In a square matrix, I usually tell if it is linearly independent by reducing it to row-echelon form and seeing if there are is an c1...cn, where c1*x1..cn*xn = 0 (c1 through cn are scalars, x1 through xn are vectors, and 0 is the 0 vector). However, this approach is less clear for non-square matrices. For example, let's say I have the matrices:
a = [ 3 2 2
2 3 -2 ]
b = [ 1 2 3
1 3 4 ]
By intuition, I would have guessed that matrix is linearly independent. However, after playing around, I saw that c1=-4,c2=4,c3=2 produces the zero vector which indicates linear dependence. Matrix b is perhaps more obvious due to the construction, but it is linearly dependent because c1=1,c2=1,c3=-1 produces the 0 vector. However, I am not sure how to reach this conclusion in a full-proof, rigorous, structured way (either by reducing the matrices somehow or recalling matrix properties that can help indicate whether the matrix is linearly independent/dependent). This was more of a guess and check approach that I want to formalize.
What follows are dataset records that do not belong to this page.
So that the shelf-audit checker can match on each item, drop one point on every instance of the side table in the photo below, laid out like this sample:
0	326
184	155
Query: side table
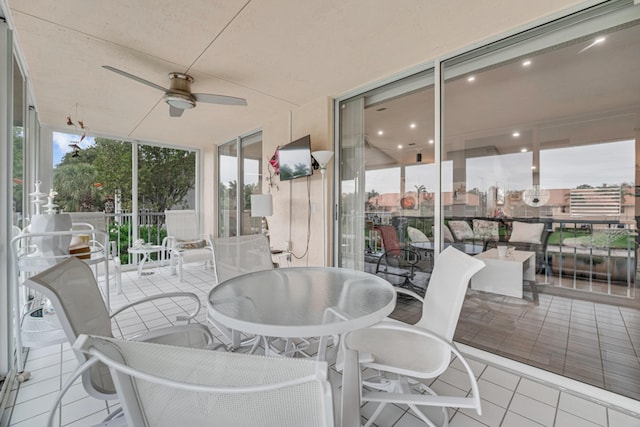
145	251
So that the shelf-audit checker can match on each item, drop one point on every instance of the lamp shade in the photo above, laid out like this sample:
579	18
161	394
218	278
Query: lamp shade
261	205
322	157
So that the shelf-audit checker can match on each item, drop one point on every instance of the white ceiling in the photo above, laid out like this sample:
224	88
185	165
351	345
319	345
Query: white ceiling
278	54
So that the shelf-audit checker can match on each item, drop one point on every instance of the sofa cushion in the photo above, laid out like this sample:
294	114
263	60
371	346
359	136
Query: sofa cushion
524	232
446	234
191	244
461	230
416	235
485	230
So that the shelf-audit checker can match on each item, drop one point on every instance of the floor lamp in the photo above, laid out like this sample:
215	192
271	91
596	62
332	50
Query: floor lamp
323	157
262	206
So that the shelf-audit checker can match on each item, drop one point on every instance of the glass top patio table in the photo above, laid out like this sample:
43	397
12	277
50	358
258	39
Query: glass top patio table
467	248
301	301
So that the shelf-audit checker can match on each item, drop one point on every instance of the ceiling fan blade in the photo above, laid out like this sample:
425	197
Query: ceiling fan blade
175	112
136	78
219	99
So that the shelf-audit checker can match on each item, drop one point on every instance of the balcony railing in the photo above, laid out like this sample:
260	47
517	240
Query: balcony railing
151	229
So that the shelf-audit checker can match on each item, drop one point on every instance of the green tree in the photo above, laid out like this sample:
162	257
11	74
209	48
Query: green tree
18	168
113	162
165	176
75	184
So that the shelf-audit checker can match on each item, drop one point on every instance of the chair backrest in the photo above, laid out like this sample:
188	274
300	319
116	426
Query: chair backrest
170	386
447	287
416	235
233	256
390	239
82	221
78	304
182	224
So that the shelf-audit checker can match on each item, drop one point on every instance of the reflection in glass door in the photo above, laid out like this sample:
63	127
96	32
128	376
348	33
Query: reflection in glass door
388	175
237	181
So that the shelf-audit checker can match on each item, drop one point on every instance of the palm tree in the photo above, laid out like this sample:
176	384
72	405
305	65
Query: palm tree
74	183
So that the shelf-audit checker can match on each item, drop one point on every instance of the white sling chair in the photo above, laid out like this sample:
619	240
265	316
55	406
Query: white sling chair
403	352
98	221
161	385
184	241
233	256
78	304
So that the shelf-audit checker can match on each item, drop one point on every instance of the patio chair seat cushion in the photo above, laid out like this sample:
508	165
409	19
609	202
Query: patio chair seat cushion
527	233
461	230
191	244
416	235
486	230
446	234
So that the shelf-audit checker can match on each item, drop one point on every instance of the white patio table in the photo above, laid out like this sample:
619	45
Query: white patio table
299	302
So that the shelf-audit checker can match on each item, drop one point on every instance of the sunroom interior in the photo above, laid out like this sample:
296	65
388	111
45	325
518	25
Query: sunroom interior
480	121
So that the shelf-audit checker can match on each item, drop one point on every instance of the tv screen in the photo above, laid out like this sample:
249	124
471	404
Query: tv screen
294	159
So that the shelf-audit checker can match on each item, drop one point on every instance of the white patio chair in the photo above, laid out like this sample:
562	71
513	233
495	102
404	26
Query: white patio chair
233	256
404	353
75	297
184	241
160	385
98	221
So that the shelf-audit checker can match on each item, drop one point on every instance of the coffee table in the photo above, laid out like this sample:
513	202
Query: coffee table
506	275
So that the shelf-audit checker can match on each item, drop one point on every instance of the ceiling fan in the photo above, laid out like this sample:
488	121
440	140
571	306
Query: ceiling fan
536	196
179	95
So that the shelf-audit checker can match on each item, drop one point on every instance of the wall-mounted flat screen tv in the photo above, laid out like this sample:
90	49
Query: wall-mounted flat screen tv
294	159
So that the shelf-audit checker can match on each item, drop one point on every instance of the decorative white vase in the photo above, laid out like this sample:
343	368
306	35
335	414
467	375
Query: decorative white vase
51	245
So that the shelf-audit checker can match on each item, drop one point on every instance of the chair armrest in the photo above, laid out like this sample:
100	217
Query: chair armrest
168	242
156	335
191	295
409	292
351	388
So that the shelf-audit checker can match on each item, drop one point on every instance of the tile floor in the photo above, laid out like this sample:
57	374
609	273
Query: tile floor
513	394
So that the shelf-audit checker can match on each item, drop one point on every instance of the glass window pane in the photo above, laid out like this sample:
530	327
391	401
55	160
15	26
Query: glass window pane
227	191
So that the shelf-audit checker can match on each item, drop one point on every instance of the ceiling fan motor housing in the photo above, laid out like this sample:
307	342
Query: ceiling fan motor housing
179	95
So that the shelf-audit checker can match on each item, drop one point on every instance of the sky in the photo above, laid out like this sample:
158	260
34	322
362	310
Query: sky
566	167
61	143
560	168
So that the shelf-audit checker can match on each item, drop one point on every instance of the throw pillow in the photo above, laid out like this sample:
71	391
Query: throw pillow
416	235
191	244
524	232
486	230
461	230
446	234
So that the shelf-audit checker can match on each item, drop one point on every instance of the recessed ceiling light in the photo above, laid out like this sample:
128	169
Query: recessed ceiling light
598	40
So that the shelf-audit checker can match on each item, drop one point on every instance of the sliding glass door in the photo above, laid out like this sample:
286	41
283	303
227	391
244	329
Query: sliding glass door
388	175
239	176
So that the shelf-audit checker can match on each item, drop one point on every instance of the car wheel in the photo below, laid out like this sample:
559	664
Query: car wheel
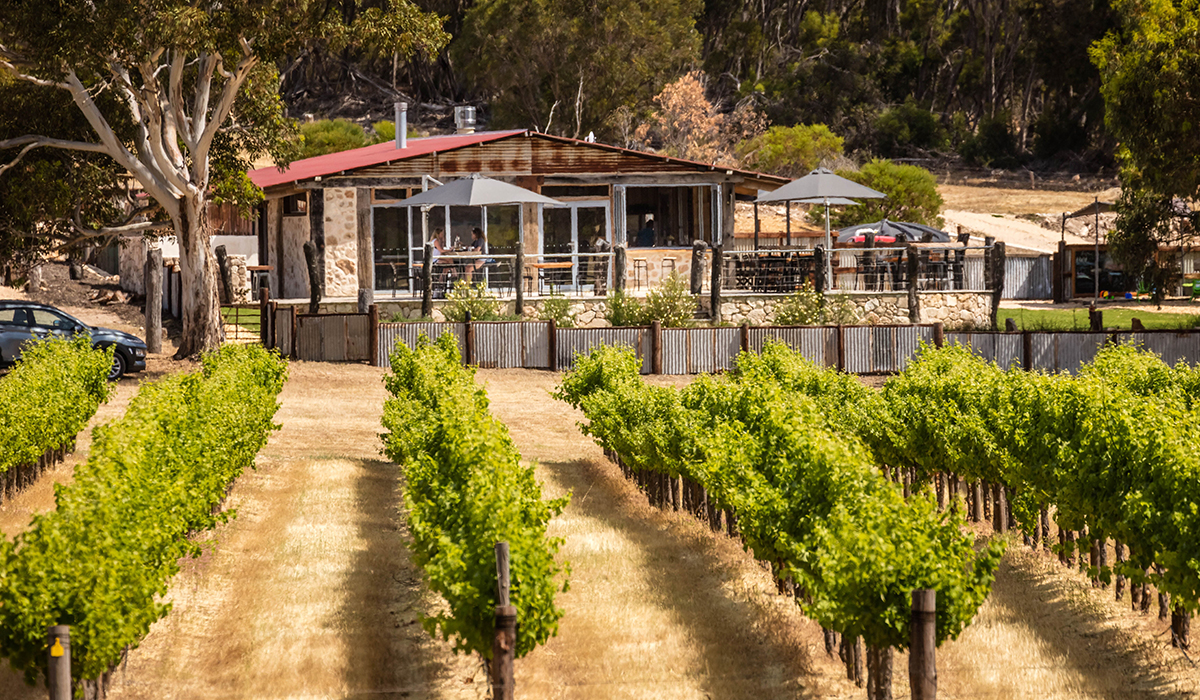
118	368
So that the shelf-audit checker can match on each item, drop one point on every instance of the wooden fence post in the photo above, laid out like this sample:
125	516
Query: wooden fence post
264	317
923	645
619	264
697	267
468	335
373	315
714	292
58	672
154	299
655	347
504	642
912	274
427	283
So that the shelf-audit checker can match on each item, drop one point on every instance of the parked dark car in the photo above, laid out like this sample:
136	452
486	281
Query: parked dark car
22	321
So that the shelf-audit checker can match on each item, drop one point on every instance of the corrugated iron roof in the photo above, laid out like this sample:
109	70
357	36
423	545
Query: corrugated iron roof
387	151
370	155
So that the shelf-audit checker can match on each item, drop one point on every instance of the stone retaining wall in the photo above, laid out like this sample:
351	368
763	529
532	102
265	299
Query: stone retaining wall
955	310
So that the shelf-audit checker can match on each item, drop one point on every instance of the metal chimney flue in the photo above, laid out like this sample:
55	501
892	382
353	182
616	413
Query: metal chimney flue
465	119
401	125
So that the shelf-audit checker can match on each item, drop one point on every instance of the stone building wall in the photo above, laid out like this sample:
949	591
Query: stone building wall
341	241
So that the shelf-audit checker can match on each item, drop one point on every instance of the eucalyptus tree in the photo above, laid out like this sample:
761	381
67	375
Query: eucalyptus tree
195	87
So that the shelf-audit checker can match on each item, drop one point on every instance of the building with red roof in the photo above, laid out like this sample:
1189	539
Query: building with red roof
347	205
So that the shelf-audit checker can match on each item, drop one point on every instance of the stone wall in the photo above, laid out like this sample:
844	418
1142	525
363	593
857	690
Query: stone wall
341	241
957	310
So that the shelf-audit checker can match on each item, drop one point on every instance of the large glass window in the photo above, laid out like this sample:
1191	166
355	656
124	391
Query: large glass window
391	255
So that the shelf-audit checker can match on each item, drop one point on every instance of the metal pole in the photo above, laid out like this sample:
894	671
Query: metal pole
829	250
1096	268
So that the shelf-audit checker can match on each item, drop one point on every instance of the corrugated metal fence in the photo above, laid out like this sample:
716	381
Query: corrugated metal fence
862	350
1063	351
1024	277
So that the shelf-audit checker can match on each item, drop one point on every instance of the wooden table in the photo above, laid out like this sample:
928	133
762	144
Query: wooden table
541	271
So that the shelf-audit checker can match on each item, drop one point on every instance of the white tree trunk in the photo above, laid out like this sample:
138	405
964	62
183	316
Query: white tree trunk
203	328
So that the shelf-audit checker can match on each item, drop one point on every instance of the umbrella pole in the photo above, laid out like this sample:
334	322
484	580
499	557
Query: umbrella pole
828	250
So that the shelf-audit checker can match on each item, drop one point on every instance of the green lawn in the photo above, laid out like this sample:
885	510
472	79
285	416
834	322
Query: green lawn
1077	318
246	318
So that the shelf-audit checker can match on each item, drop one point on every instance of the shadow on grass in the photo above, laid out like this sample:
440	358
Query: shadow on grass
393	656
1054	608
744	646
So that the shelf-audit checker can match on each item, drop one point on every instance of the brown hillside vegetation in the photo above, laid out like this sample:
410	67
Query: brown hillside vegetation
310	591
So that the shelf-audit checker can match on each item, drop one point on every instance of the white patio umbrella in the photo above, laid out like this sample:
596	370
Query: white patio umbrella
478	191
822	186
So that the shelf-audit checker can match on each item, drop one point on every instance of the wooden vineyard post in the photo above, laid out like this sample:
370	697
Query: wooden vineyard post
923	650
655	347
58	671
505	640
373	313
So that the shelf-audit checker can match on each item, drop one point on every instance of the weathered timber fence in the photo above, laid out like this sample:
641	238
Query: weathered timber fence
540	345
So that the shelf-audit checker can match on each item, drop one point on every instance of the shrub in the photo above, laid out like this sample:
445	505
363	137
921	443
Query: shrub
557	309
672	301
911	196
801	307
790	150
807	307
330	136
475	299
624	309
907	129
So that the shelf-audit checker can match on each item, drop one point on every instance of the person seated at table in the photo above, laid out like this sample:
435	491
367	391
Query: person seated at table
442	265
645	237
478	246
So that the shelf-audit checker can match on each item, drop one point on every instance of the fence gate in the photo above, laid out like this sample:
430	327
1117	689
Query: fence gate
333	337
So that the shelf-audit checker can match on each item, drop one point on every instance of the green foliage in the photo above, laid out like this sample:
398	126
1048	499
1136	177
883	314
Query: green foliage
330	136
801	307
623	309
557	309
102	560
672	301
790	150
49	396
911	196
570	66
1110	450
475	299
907	130
777	444
993	145
1151	77
807	307
466	491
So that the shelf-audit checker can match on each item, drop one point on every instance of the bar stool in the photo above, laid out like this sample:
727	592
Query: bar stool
641	271
663	268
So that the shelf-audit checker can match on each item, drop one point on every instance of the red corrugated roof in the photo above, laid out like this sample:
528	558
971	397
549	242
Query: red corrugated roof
371	155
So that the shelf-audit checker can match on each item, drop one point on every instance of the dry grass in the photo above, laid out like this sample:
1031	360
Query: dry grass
1009	201
1047	633
659	606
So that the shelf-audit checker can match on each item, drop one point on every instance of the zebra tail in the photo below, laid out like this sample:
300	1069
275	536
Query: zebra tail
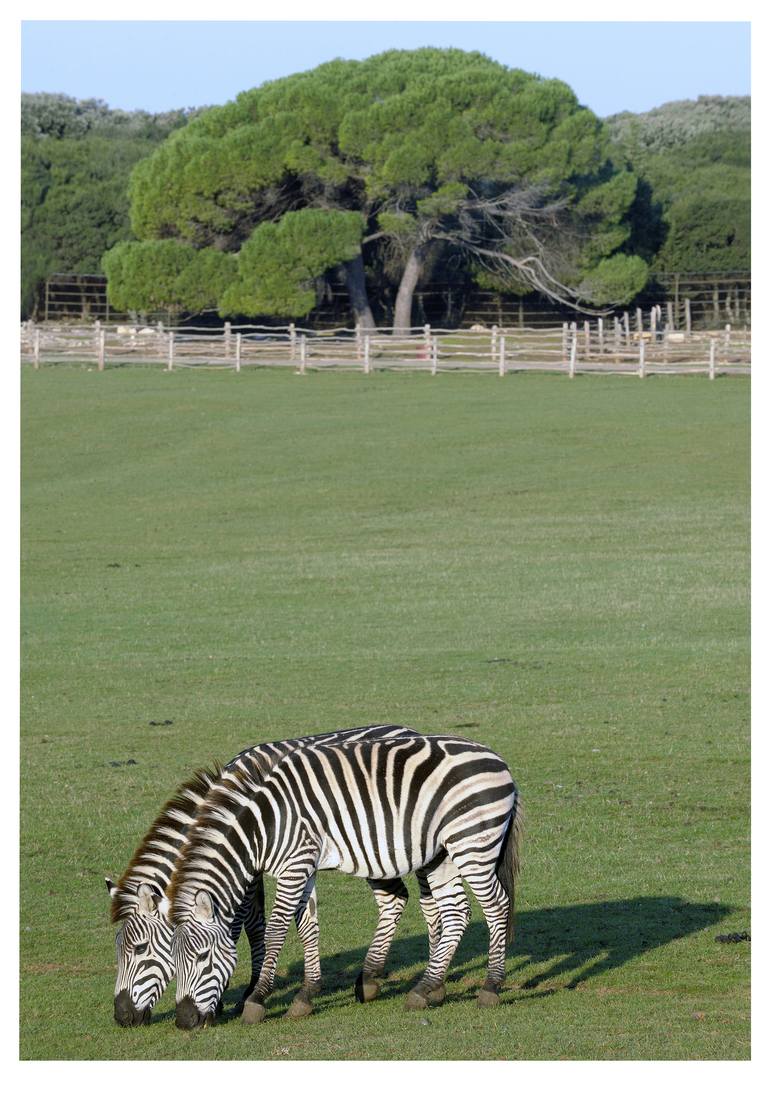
509	862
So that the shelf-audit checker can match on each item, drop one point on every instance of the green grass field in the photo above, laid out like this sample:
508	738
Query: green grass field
557	568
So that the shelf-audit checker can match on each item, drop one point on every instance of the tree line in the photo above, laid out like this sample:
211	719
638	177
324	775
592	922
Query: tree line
409	166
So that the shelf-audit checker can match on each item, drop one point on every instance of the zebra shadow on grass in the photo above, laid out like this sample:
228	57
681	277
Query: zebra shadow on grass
555	949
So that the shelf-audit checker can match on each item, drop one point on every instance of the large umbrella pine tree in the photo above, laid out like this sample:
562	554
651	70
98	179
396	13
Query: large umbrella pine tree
398	157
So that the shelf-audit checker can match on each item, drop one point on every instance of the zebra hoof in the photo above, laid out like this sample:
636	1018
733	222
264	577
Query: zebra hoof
253	1012
367	989
415	1001
436	997
487	998
301	1007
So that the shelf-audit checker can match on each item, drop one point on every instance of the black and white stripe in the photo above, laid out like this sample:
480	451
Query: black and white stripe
145	963
376	809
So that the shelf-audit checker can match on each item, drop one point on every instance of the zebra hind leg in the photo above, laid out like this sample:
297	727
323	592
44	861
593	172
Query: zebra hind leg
391	896
494	903
446	887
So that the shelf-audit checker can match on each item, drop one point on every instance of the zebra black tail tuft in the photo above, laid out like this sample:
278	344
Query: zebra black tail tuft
509	862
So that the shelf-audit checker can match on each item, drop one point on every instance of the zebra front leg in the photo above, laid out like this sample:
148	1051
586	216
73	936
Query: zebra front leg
291	887
391	896
306	917
252	916
454	909
430	911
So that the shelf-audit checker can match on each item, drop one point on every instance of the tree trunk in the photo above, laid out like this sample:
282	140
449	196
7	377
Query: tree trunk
357	290
402	315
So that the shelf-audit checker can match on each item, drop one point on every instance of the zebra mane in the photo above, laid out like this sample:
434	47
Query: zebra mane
157	850
215	812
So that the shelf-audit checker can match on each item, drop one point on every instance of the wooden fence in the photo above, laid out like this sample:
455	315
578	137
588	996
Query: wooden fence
598	346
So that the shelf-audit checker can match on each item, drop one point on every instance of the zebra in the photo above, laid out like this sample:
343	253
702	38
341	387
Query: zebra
145	961
373	809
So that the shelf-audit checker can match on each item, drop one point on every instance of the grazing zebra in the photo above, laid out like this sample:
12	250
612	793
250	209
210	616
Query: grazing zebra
376	809
145	963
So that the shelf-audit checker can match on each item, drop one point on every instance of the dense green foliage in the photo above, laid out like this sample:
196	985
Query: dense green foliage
695	158
432	149
277	263
554	567
76	157
405	159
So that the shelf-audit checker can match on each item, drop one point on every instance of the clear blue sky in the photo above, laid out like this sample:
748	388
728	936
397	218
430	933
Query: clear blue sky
165	64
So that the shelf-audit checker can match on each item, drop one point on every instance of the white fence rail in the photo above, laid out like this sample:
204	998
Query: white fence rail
593	347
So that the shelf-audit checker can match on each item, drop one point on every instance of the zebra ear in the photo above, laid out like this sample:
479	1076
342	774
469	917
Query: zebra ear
204	907
146	898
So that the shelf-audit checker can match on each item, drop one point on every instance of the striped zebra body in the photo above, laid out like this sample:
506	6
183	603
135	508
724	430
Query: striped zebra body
145	963
377	810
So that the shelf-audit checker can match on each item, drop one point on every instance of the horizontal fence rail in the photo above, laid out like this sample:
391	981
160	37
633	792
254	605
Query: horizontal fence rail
624	345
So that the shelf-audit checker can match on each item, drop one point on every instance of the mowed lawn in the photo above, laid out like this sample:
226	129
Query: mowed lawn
557	568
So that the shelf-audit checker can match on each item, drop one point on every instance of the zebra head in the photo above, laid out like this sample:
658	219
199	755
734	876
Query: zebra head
204	959
145	963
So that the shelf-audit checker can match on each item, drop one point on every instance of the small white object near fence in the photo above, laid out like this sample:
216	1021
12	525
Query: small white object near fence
480	349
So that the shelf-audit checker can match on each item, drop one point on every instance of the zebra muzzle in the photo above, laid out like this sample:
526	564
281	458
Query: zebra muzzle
127	1014
189	1016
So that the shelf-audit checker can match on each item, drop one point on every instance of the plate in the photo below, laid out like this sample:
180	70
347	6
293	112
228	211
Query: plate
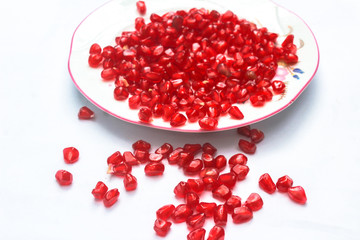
109	20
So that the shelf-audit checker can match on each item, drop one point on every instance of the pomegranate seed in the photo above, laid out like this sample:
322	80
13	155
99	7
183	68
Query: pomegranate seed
162	227
297	194
111	197
154	169
130	182
284	183
267	184
232	202
254	202
181	213
85	113
165	211
222	192
195	221
141	7
242	214
71	155
247	146
220	215
240	171
181	189
197	234
216	233
63	177
238	158
99	191
115	158
256	135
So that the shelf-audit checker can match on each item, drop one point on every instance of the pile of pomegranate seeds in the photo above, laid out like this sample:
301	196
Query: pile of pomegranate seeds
193	66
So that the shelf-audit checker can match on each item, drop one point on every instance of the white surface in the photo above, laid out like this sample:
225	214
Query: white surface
315	141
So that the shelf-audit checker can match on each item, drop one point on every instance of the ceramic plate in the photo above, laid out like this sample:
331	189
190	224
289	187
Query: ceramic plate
109	20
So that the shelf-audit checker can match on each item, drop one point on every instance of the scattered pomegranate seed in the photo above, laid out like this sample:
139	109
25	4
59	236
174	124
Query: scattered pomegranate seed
162	227
71	155
111	197
216	233
297	194
267	184
284	183
247	147
63	177
99	191
85	113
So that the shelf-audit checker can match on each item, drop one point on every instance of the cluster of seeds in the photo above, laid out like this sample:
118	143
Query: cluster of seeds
193	66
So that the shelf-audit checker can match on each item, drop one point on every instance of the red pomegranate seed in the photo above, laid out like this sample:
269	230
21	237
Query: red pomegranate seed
154	169
177	120
111	197
71	155
206	208
284	183
85	113
115	158
208	123
242	214
222	193
99	191
141	7
240	171
297	194
196	185
256	135
165	150
165	211
254	202
235	113
247	147
63	177
181	189
238	158
195	221
162	227
145	115
233	202
197	234
130	182
267	184
216	233
181	213
220	215
228	179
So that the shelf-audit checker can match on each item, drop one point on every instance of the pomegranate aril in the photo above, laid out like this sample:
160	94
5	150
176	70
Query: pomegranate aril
99	191
216	233
195	221
154	169
181	213
111	197
242	214
266	183
254	202
63	177
85	113
130	182
247	147
284	183
162	227
71	155
197	234
297	194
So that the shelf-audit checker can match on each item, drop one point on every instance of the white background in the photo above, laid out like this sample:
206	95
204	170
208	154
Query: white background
315	140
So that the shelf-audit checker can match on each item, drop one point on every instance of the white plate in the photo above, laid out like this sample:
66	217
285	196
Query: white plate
108	21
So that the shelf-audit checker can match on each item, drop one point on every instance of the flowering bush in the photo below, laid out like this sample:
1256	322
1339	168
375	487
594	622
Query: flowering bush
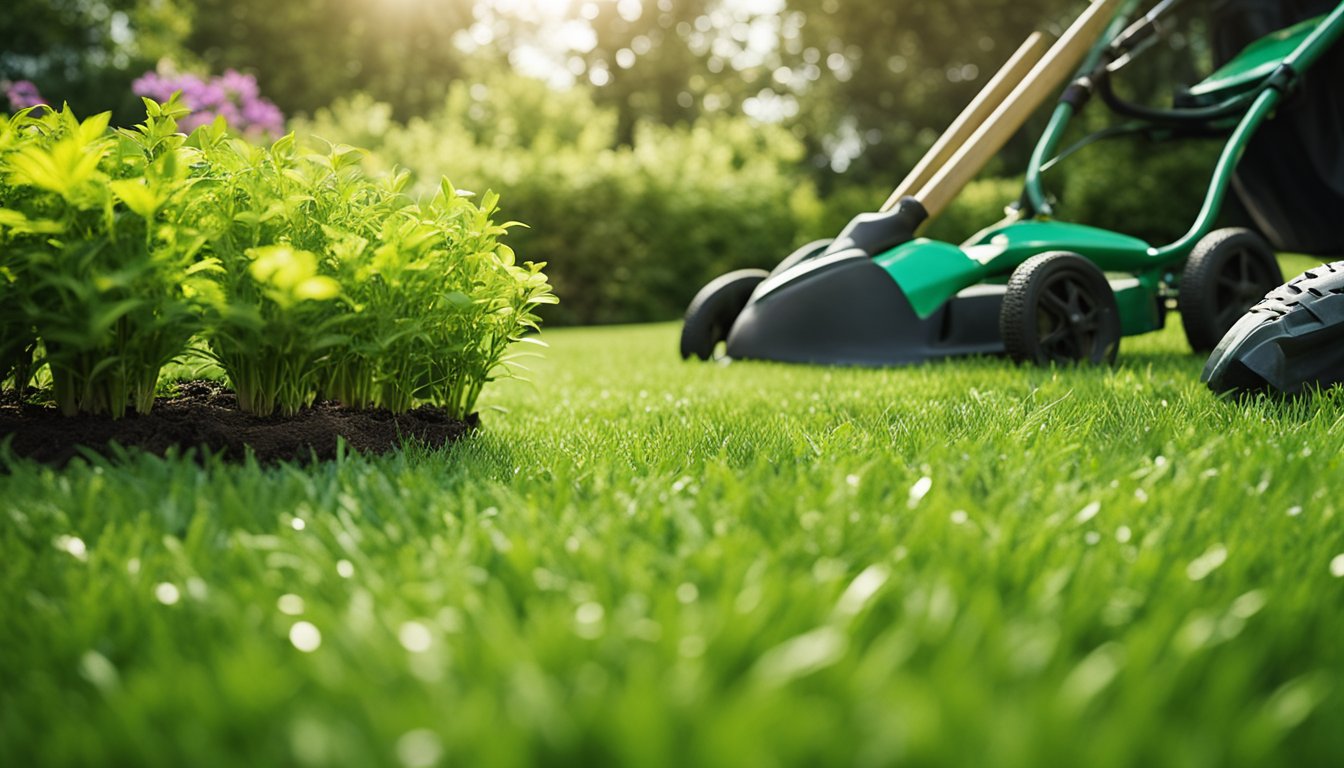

I would love some guidance and explanations (perhaps applying it to a new example or the provided examples). Thank you for your help -- this will be extremely useful for my learning/understanding!
As you know, the row rank of a matrix is the same as the column rank of the same matrix.
If for example you have less rows than columns, your columns can not be independent.
Since the column rank which is the same as the row rank does not exceed the number of rows which is less than the number of columns.